We designed and prepared novel non-precious metal Ni/TiO2-C catalysts for methanol oxidation reaction. With improved surface area and enhanced conductivity, this catalyst displayed superior catalytic performance and stability. As a non-precious metal catalyst, this new-style catalysts significantly reduced the cost of Pt containing catalysts and open a new path for the development of a large scale methanol oxidation catalysts.
Sina Sheikholeslami
Thesis title: Long-term Field-Performance of Waterborne Coatings
Supervisors: Professor Wei Gao, Professor David Williams
Abstract: The long-term field performance of several environmental-friendly coating systems was evaluated via both conventional methods and a newly-developed test. We used the full waterborne non-hazardous Chrome-free materials which were developed by Fletcher Steel in NZ with Beckers Group in the UK to substitute Chrome-contained roofing products in Australasia. The new corrosion evaluation process was designed to be a rapid assessment technique, involving a modified Damage Tolerance Test (DTT) developed by NASA, the Scanning Vibrating Electrode Technique (SVET), and natural exposure at Muriwai Beach, Auckland.

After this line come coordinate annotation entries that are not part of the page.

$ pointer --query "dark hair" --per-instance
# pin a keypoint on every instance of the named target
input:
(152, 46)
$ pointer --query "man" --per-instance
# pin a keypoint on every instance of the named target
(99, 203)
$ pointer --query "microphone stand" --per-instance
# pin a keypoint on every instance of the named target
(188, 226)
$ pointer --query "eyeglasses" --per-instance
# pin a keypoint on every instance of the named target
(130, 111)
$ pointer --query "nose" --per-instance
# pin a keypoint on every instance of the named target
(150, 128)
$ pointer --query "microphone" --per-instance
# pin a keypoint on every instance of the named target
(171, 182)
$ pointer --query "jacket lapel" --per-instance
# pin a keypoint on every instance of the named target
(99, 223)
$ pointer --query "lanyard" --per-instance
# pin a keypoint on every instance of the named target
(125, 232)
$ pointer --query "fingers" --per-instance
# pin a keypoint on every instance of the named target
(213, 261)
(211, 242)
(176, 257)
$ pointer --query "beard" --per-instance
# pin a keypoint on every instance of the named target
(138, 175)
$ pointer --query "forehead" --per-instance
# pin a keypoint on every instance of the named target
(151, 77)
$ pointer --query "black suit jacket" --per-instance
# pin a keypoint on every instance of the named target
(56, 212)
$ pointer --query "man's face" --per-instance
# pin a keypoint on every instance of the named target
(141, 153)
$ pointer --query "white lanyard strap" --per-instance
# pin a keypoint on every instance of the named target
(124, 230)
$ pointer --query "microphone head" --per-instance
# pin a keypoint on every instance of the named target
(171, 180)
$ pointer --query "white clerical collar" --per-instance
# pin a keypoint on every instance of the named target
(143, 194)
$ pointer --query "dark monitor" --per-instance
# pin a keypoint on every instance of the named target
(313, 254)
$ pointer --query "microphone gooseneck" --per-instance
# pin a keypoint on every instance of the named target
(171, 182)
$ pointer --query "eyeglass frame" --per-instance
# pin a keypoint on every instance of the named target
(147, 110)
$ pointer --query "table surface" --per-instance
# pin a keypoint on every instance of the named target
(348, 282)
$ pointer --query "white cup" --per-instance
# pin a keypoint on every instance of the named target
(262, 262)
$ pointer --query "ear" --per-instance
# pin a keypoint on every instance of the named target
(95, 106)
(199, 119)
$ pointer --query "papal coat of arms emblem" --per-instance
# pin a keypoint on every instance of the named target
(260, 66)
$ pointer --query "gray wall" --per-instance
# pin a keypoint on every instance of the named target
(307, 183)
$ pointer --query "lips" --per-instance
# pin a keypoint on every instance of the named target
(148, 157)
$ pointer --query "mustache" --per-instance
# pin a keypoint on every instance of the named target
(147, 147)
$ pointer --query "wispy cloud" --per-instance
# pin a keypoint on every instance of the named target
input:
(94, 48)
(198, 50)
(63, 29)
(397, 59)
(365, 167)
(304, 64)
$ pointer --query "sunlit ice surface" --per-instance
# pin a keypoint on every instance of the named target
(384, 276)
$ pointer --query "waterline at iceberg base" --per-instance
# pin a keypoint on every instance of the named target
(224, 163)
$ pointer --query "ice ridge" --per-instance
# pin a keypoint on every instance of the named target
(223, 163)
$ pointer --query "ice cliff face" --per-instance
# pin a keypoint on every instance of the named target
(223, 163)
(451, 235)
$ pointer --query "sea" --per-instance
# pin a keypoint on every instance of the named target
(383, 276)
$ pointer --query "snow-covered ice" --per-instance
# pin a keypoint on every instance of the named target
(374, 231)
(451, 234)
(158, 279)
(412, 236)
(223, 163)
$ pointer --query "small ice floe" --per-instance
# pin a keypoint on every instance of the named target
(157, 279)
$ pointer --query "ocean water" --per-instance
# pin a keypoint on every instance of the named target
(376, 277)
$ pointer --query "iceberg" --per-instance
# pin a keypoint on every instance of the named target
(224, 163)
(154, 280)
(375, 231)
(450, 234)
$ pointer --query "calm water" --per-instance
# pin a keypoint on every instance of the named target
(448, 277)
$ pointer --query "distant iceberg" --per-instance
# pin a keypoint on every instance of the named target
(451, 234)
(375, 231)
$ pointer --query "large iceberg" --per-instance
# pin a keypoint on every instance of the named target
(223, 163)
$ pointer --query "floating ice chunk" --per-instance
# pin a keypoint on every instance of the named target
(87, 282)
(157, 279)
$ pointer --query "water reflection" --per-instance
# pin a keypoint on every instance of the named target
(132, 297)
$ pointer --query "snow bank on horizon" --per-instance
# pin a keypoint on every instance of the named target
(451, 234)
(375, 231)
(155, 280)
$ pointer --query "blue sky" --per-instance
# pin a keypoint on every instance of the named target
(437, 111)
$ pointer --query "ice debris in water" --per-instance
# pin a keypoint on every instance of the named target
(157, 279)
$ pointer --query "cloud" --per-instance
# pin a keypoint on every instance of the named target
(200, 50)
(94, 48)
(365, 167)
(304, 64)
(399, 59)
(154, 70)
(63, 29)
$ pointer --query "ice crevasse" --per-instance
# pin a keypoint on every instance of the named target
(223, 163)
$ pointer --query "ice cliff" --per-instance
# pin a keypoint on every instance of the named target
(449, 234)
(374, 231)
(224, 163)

Our modified DTT was capable of ranking the coating systems regarding their corrosion performance in only 7 days. Electrochemical Impedance Spectroscopy (EIS) and Open Circuit Potentiometric (OCP) investigations illustrated that our modified DTT could have superior or inferior corrosion performance of Cr containing coatings with different organic layers, substrates, corrosion inhibitors, and thicknesses. Cut-edge corrosion comparison of these coatings was also successfully conducted via a novel approach of SVET technique, which gives the time-lapse current density mapping and corrosion mass loss of cut-edges. Most importantly, the ranking order and performance evaluation using our modified DTT and SVET tests matched the same trend with samples exposed at Muriwai Beach for 24 months, showed this technique is promise as a predictive and rapid indicator of real-world corrosion performance.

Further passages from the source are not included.